Automated Cleaning of Occurrence Records from Biological Collections

Automated flagging of common spatial and temporal errors in biological and paleontological collection data, for the use in conservation, ecology and paleontology. Includes automated tests to easily flag (and exclude) records assigned to country or province centroid, the open ocean, the headquarters of the Global Biodiversity Information Facility, urban areas or the location of biodiversity institutions (museums, zoos, botanical gardens, universities). Furthermore identifies per species outlier coordinates, zero coordinates, identical latitude/longitude and invalid coordinates. Also implements an algorithm to identify data sets with a significant proportion of rounded coordinates. Especially suited for large data sets. The reference for the methodology is: Zizka et al. (2019) doi:10.1111/2041-210X.13152.

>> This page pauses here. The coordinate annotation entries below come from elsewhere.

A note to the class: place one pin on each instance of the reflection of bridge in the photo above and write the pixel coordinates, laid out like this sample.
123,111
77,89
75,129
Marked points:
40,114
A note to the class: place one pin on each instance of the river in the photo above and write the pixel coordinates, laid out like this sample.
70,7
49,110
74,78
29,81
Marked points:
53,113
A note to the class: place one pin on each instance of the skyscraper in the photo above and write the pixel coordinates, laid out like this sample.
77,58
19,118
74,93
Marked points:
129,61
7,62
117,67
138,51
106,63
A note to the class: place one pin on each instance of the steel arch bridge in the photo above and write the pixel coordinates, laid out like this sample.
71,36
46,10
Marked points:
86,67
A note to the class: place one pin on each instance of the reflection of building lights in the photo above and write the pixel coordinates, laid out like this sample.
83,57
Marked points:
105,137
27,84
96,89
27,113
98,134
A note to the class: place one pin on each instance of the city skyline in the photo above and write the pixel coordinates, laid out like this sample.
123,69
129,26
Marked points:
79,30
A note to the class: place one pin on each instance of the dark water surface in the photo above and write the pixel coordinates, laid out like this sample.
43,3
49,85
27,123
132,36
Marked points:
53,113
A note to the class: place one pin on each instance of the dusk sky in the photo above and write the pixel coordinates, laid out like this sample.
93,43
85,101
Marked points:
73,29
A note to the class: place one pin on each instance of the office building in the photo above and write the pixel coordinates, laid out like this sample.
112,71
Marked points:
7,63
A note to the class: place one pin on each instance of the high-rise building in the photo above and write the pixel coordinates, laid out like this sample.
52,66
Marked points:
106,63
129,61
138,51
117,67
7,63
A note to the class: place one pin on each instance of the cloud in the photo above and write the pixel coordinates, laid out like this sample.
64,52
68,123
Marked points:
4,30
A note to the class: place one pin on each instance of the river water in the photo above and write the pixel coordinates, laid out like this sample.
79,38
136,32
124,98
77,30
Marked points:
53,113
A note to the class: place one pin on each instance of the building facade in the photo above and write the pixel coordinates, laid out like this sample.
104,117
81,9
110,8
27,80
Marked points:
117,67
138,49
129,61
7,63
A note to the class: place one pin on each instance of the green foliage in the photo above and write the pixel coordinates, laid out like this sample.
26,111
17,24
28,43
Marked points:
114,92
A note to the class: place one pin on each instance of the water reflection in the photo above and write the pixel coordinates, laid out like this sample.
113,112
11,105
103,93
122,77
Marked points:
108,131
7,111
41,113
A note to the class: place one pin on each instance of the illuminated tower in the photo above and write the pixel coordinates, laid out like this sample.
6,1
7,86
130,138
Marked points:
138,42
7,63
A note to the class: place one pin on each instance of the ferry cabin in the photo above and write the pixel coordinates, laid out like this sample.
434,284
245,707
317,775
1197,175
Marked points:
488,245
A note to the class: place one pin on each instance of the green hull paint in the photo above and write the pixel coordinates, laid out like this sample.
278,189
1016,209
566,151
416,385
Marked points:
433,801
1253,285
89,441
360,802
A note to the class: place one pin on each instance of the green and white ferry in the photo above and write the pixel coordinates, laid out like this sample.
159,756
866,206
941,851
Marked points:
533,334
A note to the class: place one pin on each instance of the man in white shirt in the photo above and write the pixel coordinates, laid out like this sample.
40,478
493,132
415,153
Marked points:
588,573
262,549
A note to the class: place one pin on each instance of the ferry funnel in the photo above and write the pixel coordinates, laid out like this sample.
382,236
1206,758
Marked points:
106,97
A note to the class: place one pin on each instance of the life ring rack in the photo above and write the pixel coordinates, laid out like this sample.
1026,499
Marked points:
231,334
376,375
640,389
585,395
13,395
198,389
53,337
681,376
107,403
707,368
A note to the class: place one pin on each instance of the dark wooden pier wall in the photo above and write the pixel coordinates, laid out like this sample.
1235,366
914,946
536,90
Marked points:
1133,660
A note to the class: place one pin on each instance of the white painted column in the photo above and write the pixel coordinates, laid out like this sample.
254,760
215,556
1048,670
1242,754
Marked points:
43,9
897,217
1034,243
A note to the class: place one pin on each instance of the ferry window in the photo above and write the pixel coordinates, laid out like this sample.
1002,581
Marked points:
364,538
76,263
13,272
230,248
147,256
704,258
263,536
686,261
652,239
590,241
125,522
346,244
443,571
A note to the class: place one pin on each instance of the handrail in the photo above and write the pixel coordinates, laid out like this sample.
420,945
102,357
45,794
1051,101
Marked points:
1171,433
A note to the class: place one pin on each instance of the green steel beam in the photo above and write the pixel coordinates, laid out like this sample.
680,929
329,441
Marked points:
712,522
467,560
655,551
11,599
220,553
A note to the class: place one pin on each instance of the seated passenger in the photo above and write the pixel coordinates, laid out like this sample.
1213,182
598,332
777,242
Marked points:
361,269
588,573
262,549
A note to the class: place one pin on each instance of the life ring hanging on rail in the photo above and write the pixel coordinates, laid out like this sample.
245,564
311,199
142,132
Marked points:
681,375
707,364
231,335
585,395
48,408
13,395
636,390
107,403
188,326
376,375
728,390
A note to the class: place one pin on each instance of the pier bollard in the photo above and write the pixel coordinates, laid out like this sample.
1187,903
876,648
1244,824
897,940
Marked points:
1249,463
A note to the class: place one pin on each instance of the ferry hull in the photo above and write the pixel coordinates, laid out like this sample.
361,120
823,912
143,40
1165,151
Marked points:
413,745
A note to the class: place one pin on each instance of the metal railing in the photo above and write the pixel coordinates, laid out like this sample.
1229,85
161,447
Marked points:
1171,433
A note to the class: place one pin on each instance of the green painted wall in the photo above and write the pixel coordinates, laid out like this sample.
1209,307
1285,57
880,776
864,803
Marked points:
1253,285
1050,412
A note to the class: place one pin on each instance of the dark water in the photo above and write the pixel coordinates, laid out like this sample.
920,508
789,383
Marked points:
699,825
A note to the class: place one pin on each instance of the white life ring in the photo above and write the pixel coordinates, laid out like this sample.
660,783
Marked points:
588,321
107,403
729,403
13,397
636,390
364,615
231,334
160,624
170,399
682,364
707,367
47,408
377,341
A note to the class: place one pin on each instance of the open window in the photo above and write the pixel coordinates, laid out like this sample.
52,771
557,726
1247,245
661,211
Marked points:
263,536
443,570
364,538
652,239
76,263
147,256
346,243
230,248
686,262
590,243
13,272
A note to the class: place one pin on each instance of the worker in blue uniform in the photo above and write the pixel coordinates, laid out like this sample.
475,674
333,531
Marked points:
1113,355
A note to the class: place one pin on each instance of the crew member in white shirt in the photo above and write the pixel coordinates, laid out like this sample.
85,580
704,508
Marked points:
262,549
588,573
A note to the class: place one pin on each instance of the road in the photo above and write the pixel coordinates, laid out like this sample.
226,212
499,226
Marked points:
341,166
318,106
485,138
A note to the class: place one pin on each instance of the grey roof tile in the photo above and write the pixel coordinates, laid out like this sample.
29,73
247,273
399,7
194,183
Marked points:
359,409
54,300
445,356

Build Status codecov.io CRAN_Status_Badge downloads rstudio mirror downloads Project Status: Active – The project has reached a stable, usable state and is being actively developed. DOI

There was a bug in the cc_outl function in previsous versions, so for outlier testing make sure to use version 2.0-9 or higher.

Automated flagging of common spatial and temporal errors in biological and palaeontological collection data, for the use in conservation, ecology and palaeontology. Specifically includes tests for

  • General coordinate validity
  • Country and province centroids
  • Capital coordinates
  • Coordinates of biodiversity institutions
  • Spatial outliers
  • Temporal outliers
  • Coordinate-country discordance
  • Duplicated coordinates per species
  • Assignment to the location of the GBIF headquarters
  • Urban areas
  • Seas
  • Plain zeros
  • Equal longitude and latitude
  • Rounded coordinates
  • DDMM to DD.DD coordinate conversion errors
  • Large temporal uncertainty (fossils)
  • Equal minimum and maximum ages (fossils)
  • Spatio-temporal outliers (fossils)

CoordinateCleaner can be particularly useful to improve data quality when using data from GBIF (e.g. obtained with rgbif) or the Paleobiology database (e.g. obtained with paleobioDB) for historical biogeography (e.g. with BioGeoBEARS or phytools), automated conservation assessment (e.g. with speciesgeocodeR or conR) or species distribution modelling (e.g. with dismo or sdm). See scrubr and taxize for complementary taxonomic cleaning or biogeo for correcting spatial coordinate errors. You can find a detailed comparison of the functionality of CoordinateCleaner, scrubr, and biogeo here.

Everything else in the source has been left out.